In Aktuelles am 5. April 2016, Keine Kommentare

Smart World mit dem Internet der Dinge


Auf der CeBit 2016 war eines der großen Trendthemen das Internet der Dinge (engl. Internet of Things, in kurz IoT). Eine zentrale Aussage auf der Messe war, dass bis zum Jahr 2020 rund 50 Milliarden Geräte vernetzt sein sollen. Diese Geräte kommunizieren digital untereinander. Sie verzichten auf den Menschen, der die Geräte zuvor noch bedienen musste. So sind physische Geräte (Dinge) mit einer virtuellen Repräsentation in einer Internet-ähnlichen Struktur verbunden. „Das Internet der Dinge ist eine Technologie, die die Welt verändert wie keine andere. Sie ermöglicht unermessliche ökonomische Vorteile und die Welt braucht ökonomische Vorteile gerade jetzt,“ sagte Kevin Ashton bereits in den 90er Jahren. Er gilt als der Erfinder des Internet der Dinge. Inwieweit er Recht hat, zeigen Schätzungen eines großen Unternehmensberaters. McKinsey glaubt, dass das Internet der Dinge in den kommenden 10 Jahren zu einem wirtschaftlichen Mehrwert von bis zu 11.100 Milliarden Dollar führen wird.

Smart City, die Zukunft des Internet der Dinge

© CeBIT 2016, 14. – 18. März, Public Sector Parc, Bundesdruckerei

Internet der Dinge ermöglich Smart Living

Ein komfortables Zuhause wünschen wir uns alle. Ein Zuhause, das mitdenkt. Genau das macht das Internet der Dinge möglich. Durch IoT werden Haushaltsgeräte smart, selbstständig und automatisiert. Dabei stimmen sich die Geräte auf den Menschen ab. Auf der diesjährigen CeBIT wurde ein System präsentiert, das Abläufe im Alltag erkennt und erleichtert und zudem den Sicherheitsstandard erhöht. Das System nennt sich Naon und bietet eine App für das Smartphone mit der sich das Haus steuern lässt. So kann nur der Nutzer entscheiden, welche Wünsche er sich erfüllen lässt. Heizung, Licht und Musik können über die App von unterwegs gesteuert werden.
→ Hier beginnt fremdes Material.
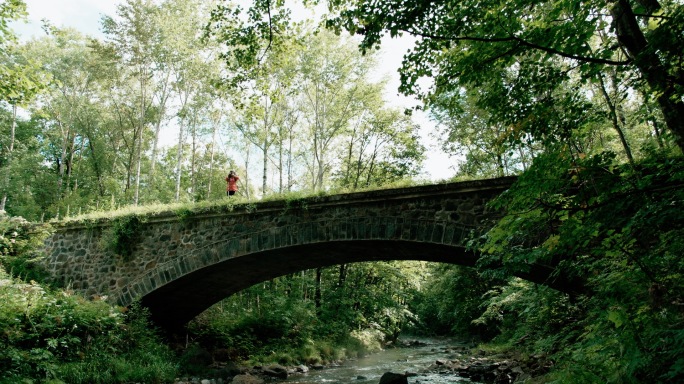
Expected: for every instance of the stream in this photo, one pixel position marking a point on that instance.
(366, 370)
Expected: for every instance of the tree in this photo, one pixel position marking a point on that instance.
(135, 39)
(463, 43)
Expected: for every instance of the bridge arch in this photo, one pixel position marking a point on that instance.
(182, 263)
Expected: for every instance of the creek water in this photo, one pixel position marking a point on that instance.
(369, 369)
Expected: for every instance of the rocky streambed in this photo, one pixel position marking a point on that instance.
(414, 361)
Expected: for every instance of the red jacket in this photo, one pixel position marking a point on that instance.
(232, 183)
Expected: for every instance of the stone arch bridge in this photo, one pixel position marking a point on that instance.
(180, 263)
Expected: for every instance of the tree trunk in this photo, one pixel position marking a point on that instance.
(3, 202)
(179, 159)
(633, 40)
(317, 294)
(614, 119)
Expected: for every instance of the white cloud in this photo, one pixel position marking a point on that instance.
(83, 15)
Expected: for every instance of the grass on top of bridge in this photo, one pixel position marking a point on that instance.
(229, 204)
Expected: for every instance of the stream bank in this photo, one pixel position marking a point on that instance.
(434, 361)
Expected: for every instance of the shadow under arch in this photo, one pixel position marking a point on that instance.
(176, 303)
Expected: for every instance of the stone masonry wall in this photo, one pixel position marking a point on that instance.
(170, 245)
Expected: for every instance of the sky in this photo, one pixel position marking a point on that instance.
(85, 16)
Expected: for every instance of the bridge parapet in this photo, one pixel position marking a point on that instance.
(198, 252)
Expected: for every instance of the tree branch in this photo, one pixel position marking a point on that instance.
(521, 41)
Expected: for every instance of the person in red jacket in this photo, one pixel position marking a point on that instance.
(232, 183)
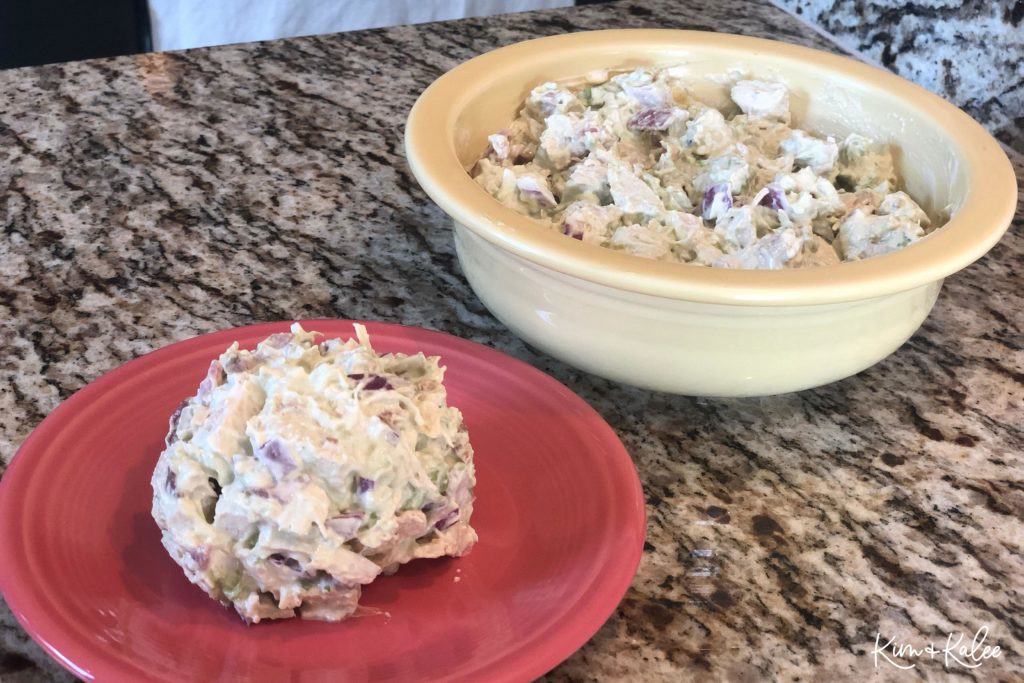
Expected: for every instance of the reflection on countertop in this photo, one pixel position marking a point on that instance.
(152, 199)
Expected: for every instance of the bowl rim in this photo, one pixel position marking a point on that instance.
(983, 216)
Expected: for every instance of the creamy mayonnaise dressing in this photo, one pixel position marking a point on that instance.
(638, 163)
(301, 471)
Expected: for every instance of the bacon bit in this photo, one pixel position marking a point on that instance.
(172, 431)
(345, 524)
(240, 364)
(718, 191)
(375, 382)
(273, 454)
(290, 562)
(774, 199)
(570, 230)
(649, 120)
(500, 145)
(214, 378)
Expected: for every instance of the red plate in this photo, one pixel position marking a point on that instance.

So kannst du die Heizung anschalten, noch bevor du Zuhause bist, um direkt ins Warme einzutauchen. Dabei bietet es sich an, dass auch die Heizung versichert ist. Mit einer Heizgeräte-Versicherung von Schutzklick kann nichts mehr schiefgehen!

Das Zukunftsmodell Smart City

Das Internet der Dinge kann nicht nur das Leben Zuhause erleichtern, sondern sogar das Leben in der gesamten Stadt. Zukünftig sollen Städte dynamischer, effizienter und technologisch fortschrittlicher werden und dabei lebenswerter für die Bevölkerung. Eine Idee beinhaltet, dass Verkehrsdaten in Echtzeit zur Verfügung stehen, sodass Verkehrsteilnehmer wissen, wann wo Stau ist und wie man diesen umgehen kann. Auch die Parkplatzsuche oder das Fahren mit öffentlichen Verkehrsmitteln soll in der Smart City ermöglicht werden.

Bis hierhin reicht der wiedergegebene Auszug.